Introduced
F # is a parallel (parallel) and responsive (reactive) language. This statement means that an F # program can have multiple operations in progress, such as using the. NET thread for F # calculations, or multiple waiting responses, such as a callback function to wait for an event or message, and a proxy object.
F # 's asynchronous expressions are one way to simplify the writing of asynchronous and responsive programs. In this and future articles, I'll explore some basic ways to use F # for asynchronous programming--roughly speaking, they are patterns used in F # asynchronous programming. Here I assume you have mastered the basics of async, as in the Getting Started guide.
We start with two simple design patterns: CPU asynchronous Parallel (Parallel CPU Asyncs) and I/O asynchronous parallelism (Paralle I/O Asyncs).
Part 2nd of this series describes how to obtain results from asynchronous calculations or back-end calculated cells.

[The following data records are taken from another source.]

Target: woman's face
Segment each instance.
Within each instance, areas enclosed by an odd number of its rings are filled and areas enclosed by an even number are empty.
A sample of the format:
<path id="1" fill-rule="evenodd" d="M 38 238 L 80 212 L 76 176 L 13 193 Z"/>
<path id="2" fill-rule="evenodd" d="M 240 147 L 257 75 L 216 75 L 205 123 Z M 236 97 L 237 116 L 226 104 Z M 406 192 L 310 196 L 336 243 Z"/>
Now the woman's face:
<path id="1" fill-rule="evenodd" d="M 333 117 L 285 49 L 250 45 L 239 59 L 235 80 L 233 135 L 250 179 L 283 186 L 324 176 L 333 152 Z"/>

The 3rd part describes lightweight, responsive, independent proxy objects in F #.
Pattern 1:cpu Asynchronous Parallel
First, understand the first pattern: CPU asynchronous parallelism, which means running a series of CPU-intensive computations in parallel. The following code calculates the Fibonacci sequence, which is to be leveled in parallel:
let rec fib x = if x <= 2 then 1 else fib(x-1) + fib(x-2)
let fibs =
Async.Parallel [ for i in 0..40 -> async { return fib(i) } ]
|> Async.RunSynchronously
The result:
val fibs : int array =
[|1; 1; 2; 3; 5; 8; 13; 21; 34; 55; 89; 144; 233; 377; 610; 987; 1597; 2584;
4181; 6765; 10946; 17711; 28657; 46368; 75025; 121393; 196418; 317811;
514229; 832040; 1346269; 2178309; 3524578; 5702887; 9227465; 14930352;
24157817; 39088169; 63245986; 102334155|]

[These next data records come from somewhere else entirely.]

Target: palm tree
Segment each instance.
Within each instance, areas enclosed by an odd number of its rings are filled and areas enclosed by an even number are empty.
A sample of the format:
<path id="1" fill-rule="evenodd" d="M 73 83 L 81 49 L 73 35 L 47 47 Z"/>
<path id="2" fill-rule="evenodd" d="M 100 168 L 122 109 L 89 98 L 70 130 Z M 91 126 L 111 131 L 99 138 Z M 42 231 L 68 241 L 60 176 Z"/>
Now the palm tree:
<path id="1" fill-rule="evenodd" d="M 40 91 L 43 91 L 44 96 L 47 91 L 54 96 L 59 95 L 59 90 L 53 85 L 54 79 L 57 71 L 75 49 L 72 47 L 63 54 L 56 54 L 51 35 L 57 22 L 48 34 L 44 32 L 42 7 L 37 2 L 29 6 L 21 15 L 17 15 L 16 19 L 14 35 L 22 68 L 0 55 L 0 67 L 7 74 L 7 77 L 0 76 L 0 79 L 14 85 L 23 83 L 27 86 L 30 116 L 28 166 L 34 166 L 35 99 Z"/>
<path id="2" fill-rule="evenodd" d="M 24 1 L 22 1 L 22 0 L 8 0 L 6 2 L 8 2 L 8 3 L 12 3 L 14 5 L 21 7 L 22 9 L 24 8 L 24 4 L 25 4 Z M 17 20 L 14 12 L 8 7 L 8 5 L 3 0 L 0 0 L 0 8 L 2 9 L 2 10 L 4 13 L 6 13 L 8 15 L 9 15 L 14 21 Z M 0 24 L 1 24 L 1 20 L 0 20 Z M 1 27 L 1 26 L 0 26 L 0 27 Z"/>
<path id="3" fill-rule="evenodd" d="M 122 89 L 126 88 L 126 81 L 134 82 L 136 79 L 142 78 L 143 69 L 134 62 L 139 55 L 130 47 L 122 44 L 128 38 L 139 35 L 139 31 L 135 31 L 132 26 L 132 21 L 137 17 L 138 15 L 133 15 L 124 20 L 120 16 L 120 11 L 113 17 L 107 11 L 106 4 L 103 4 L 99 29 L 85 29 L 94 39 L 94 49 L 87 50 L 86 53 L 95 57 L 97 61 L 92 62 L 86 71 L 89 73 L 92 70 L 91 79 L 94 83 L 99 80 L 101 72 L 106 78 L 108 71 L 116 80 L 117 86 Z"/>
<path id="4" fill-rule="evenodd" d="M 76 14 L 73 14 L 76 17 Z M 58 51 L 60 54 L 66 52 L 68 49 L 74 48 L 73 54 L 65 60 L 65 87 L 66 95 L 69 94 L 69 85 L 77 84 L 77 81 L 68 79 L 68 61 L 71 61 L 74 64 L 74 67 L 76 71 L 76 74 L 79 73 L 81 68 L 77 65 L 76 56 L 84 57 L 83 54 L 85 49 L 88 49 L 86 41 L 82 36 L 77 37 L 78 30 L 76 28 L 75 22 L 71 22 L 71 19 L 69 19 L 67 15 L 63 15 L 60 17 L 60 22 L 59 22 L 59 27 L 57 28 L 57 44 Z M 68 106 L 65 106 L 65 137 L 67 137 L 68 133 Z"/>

The above code shows the elements of a parallel CPU asynchronous computing pattern:
"Async {...}" Used to specify a series of CPU tasks.

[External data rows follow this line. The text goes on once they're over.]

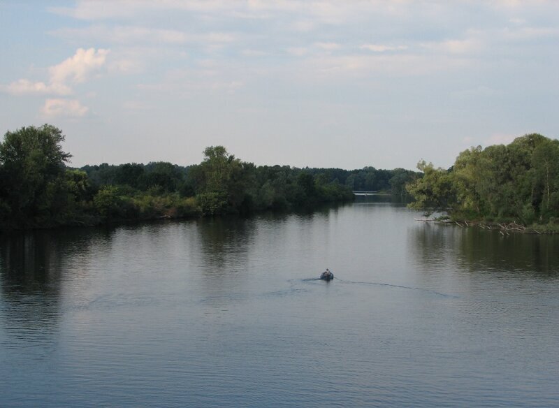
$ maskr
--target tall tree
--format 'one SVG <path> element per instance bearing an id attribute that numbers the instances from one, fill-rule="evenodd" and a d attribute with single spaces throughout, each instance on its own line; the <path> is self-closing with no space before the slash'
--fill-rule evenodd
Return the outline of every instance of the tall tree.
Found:
<path id="1" fill-rule="evenodd" d="M 0 143 L 2 206 L 10 208 L 8 224 L 32 226 L 49 218 L 53 194 L 71 155 L 64 152 L 62 131 L 50 124 L 8 131 Z"/>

These tasks use Async.Parallel for a fork-join combination.
Here, we use the Async.RunSynchronously method to perform the combined task, which initiates an asynchronous task and waits for its final result synchronously. You can use this pattern to do all kinds of CPU parallelism (such as partitioning and parallel computation of matrix multiplication) or batch processing tasks.